They thought he was insane.
“I tried to explain packet switching to a senior telephone company executive. In midsentence he interrupted me,” Baran recalled. “The old analog engineer looked stunned. He looked at his colleagues in the room while his eyeballs rolled up, sending a signal of his utter disbelief. He paused for a while, and then said, ‘Son, here’s how a telephone works.’” Of course Paul Baran knew how a telephone worked. You jacked one point to a switch to another point. That was the problem. This was why AT&T’s design would prove useless in the face of the catastrophe he’d been told to prevent. Baran was, nerve and blood and bone, as an analyst, and even as a refugee, perhaps, alive with the imperative of survivability, of how connection might mean the difference between war and peace. Those calm, slide-ruling engineers in the AT&T building? What could they be worrying about?

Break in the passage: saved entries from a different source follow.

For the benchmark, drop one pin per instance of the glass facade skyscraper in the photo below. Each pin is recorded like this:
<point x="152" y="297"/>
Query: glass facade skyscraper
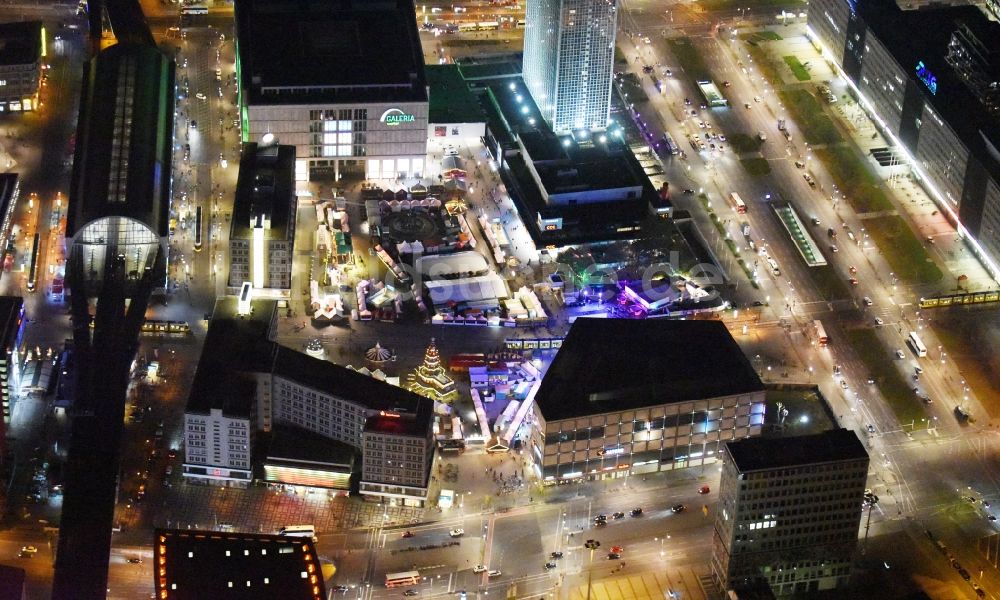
<point x="569" y="53"/>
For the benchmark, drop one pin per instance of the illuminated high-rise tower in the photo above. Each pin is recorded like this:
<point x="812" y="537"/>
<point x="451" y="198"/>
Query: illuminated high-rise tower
<point x="569" y="53"/>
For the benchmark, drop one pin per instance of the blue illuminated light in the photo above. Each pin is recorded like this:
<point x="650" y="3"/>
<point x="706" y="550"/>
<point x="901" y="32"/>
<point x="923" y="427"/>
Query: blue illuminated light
<point x="927" y="77"/>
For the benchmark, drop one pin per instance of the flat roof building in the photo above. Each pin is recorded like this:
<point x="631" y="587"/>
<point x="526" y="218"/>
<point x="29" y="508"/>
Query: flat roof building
<point x="569" y="189"/>
<point x="119" y="197"/>
<point x="246" y="383"/>
<point x="262" y="232"/>
<point x="936" y="95"/>
<point x="789" y="512"/>
<point x="192" y="564"/>
<point x="637" y="396"/>
<point x="22" y="54"/>
<point x="454" y="111"/>
<point x="341" y="81"/>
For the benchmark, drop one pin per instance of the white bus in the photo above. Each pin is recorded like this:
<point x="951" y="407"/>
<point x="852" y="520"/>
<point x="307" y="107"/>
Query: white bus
<point x="821" y="338"/>
<point x="737" y="203"/>
<point x="916" y="345"/>
<point x="401" y="579"/>
<point x="308" y="531"/>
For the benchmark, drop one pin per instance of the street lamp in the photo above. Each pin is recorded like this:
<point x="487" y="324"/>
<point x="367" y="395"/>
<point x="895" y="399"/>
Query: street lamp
<point x="591" y="545"/>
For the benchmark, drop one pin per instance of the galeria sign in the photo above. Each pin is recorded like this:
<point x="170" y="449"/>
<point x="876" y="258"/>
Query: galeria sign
<point x="394" y="116"/>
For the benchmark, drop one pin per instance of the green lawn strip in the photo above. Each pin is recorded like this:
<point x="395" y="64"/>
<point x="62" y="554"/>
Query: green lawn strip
<point x="857" y="182"/>
<point x="808" y="114"/>
<point x="459" y="43"/>
<point x="830" y="285"/>
<point x="797" y="69"/>
<point x="717" y="222"/>
<point x="757" y="167"/>
<point x="760" y="36"/>
<point x="731" y="4"/>
<point x="882" y="367"/>
<point x="741" y="142"/>
<point x="963" y="339"/>
<point x="764" y="65"/>
<point x="689" y="58"/>
<point x="902" y="250"/>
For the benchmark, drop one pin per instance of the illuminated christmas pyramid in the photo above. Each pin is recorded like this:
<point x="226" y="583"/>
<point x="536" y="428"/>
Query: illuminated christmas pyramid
<point x="430" y="379"/>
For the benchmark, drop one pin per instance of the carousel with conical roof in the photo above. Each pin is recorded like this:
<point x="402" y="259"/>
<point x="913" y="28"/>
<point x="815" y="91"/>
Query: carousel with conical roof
<point x="430" y="379"/>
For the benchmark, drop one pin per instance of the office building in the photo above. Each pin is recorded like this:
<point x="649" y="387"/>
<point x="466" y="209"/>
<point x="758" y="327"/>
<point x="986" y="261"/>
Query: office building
<point x="22" y="57"/>
<point x="246" y="385"/>
<point x="230" y="382"/>
<point x="192" y="564"/>
<point x="262" y="232"/>
<point x="569" y="53"/>
<point x="343" y="82"/>
<point x="11" y="332"/>
<point x="568" y="189"/>
<point x="10" y="192"/>
<point x="631" y="396"/>
<point x="789" y="511"/>
<point x="119" y="196"/>
<point x="934" y="96"/>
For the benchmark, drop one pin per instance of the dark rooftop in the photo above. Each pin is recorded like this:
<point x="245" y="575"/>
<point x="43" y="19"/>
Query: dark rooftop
<point x="451" y="101"/>
<point x="10" y="317"/>
<point x="357" y="387"/>
<point x="608" y="365"/>
<point x="20" y="42"/>
<point x="491" y="70"/>
<point x="296" y="445"/>
<point x="330" y="51"/>
<point x="265" y="191"/>
<point x="954" y="102"/>
<point x="11" y="583"/>
<point x="244" y="566"/>
<point x="98" y="159"/>
<point x="233" y="345"/>
<point x="575" y="168"/>
<point x="759" y="453"/>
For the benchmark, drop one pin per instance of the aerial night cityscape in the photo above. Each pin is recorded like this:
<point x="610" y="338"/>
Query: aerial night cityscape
<point x="518" y="299"/>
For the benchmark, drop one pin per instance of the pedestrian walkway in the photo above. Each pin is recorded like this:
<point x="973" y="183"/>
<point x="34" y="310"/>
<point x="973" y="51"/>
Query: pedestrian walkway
<point x="683" y="582"/>
<point x="265" y="510"/>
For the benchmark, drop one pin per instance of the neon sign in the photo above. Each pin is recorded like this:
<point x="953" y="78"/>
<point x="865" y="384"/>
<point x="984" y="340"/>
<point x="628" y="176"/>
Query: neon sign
<point x="394" y="116"/>
<point x="927" y="77"/>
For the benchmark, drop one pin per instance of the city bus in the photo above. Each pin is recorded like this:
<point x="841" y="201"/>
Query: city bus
<point x="821" y="338"/>
<point x="671" y="144"/>
<point x="308" y="531"/>
<point x="33" y="269"/>
<point x="737" y="203"/>
<point x="197" y="229"/>
<point x="401" y="579"/>
<point x="916" y="345"/>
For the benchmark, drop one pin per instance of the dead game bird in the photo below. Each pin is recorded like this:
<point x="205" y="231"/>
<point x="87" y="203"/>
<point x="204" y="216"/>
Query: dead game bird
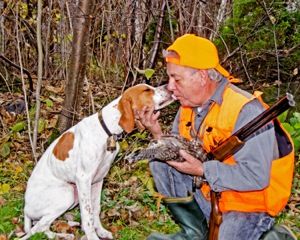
<point x="167" y="149"/>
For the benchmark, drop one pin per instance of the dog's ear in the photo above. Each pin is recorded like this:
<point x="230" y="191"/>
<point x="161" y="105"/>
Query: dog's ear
<point x="127" y="115"/>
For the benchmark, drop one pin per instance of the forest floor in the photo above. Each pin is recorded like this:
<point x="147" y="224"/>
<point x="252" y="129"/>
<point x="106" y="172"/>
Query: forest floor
<point x="131" y="208"/>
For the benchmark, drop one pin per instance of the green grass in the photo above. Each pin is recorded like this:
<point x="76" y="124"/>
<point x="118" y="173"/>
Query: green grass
<point x="13" y="208"/>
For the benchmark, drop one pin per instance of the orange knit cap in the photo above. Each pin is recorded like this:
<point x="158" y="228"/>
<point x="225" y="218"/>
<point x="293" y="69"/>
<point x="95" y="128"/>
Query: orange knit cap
<point x="197" y="52"/>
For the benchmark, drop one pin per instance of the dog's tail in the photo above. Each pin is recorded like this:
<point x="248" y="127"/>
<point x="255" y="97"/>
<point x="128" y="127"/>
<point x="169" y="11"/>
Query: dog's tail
<point x="27" y="223"/>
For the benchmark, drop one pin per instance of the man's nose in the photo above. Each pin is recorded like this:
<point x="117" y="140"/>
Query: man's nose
<point x="171" y="84"/>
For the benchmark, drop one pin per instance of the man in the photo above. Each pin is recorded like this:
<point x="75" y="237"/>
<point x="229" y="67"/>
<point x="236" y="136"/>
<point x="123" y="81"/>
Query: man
<point x="252" y="188"/>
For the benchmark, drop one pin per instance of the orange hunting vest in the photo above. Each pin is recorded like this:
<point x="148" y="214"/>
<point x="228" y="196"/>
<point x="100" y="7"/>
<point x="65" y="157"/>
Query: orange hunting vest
<point x="219" y="125"/>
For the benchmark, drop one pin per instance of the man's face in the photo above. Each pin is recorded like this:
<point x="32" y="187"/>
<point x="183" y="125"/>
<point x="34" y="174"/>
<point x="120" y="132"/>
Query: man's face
<point x="187" y="84"/>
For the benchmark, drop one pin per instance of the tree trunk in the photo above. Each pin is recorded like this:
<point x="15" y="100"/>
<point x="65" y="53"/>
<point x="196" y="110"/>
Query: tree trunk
<point x="77" y="68"/>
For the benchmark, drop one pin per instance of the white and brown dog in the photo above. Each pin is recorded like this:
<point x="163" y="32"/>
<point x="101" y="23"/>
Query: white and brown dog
<point x="72" y="169"/>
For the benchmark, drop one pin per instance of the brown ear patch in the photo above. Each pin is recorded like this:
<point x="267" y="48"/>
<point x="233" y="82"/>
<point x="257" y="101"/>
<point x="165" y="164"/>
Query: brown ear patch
<point x="64" y="145"/>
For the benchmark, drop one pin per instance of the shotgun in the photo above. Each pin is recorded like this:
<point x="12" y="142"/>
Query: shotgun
<point x="234" y="143"/>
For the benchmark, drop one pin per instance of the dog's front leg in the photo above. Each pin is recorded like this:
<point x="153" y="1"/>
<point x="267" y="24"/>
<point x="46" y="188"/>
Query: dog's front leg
<point x="84" y="185"/>
<point x="96" y="201"/>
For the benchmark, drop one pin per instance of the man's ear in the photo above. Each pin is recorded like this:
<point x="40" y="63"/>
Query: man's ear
<point x="203" y="77"/>
<point x="127" y="115"/>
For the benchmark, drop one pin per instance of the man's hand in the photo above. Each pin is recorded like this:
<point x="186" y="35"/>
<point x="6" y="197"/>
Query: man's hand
<point x="191" y="165"/>
<point x="150" y="121"/>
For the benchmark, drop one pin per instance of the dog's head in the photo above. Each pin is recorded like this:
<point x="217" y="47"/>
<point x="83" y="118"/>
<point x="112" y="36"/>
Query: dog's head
<point x="139" y="96"/>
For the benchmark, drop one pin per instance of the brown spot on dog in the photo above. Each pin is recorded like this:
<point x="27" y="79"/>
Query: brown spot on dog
<point x="64" y="145"/>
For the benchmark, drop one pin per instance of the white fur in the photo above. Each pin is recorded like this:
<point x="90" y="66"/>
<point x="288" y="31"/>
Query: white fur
<point x="56" y="186"/>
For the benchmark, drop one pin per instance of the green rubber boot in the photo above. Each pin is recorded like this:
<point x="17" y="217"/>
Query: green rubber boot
<point x="279" y="232"/>
<point x="189" y="216"/>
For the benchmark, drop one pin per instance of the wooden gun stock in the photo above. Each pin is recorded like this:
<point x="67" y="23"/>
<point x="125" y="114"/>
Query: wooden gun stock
<point x="234" y="143"/>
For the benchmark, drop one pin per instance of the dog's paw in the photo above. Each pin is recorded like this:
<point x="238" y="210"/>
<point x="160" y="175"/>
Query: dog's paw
<point x="104" y="234"/>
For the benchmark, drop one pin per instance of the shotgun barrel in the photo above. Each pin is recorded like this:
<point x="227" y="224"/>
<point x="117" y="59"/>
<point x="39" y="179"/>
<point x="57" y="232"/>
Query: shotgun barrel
<point x="234" y="143"/>
<point x="237" y="140"/>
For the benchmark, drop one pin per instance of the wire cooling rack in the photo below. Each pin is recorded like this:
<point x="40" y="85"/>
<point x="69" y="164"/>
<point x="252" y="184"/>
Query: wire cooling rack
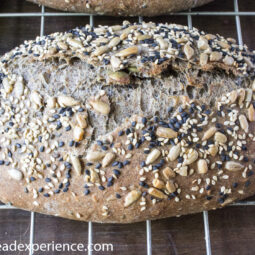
<point x="236" y="13"/>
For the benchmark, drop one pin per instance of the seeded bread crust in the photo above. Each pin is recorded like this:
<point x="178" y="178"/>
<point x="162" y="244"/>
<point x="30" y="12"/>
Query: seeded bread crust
<point x="122" y="8"/>
<point x="127" y="123"/>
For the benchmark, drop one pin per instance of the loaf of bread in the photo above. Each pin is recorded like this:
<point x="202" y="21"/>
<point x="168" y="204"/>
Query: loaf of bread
<point x="122" y="8"/>
<point x="127" y="123"/>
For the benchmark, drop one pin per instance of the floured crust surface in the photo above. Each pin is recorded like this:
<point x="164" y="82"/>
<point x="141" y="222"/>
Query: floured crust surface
<point x="122" y="8"/>
<point x="85" y="139"/>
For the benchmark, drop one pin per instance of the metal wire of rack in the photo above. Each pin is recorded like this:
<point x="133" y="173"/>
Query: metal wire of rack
<point x="236" y="13"/>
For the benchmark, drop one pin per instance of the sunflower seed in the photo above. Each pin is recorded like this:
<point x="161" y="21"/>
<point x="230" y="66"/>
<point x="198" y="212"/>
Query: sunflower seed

But it wasn’t just that $2 billion annual check from the U.S. Defense Department that those wizened phone wizards were seeing vanish in Baran’s fishnet; it was a whole way of thinking. The AT&T scientists wanted to control the addresses, the routes, the timing, of messages from the center. This authoritarian design appeared more efficient to them; perhaps it was even more psychologically comfortable, since it matched their own experience of being commanded and controlled. Karl Wittfogel, the historian who identified the water totalitarians of ancient China and Egypt, would have recognized them: Switch Despots. “It was a conceptual impasse,” Baran reflected. He moved to the next stop. Same result. And the next. Same result. Eventually Baran’s engineering colleagues back at RAND were so affronted by the routine dismissal of his logic that they spoke up. They had seen the classified briefings. They knew just how easily the nation could be hobbled—and their Santa Monica building was surely on some target list too. RAND’s scientists demanded a detailed, critical study of the distributed network model. By the time they were finished, the air force was preparing to begin construction.
Survivability. Plucked from the impossible-looking puzzle of how to communicate during a nuclear war emerged the first honestly distributed network. Other scientists had been chasing the idea as well, but the design suited Baran’s problem particularly well: a network with no central control, survivable, uncuttable. The earliest large network built on Baran’s principles became known as ARPANET, the Advanced Research Projects Agency Network—a mesh of connections that even today serves as the backbone for parts of the Internet.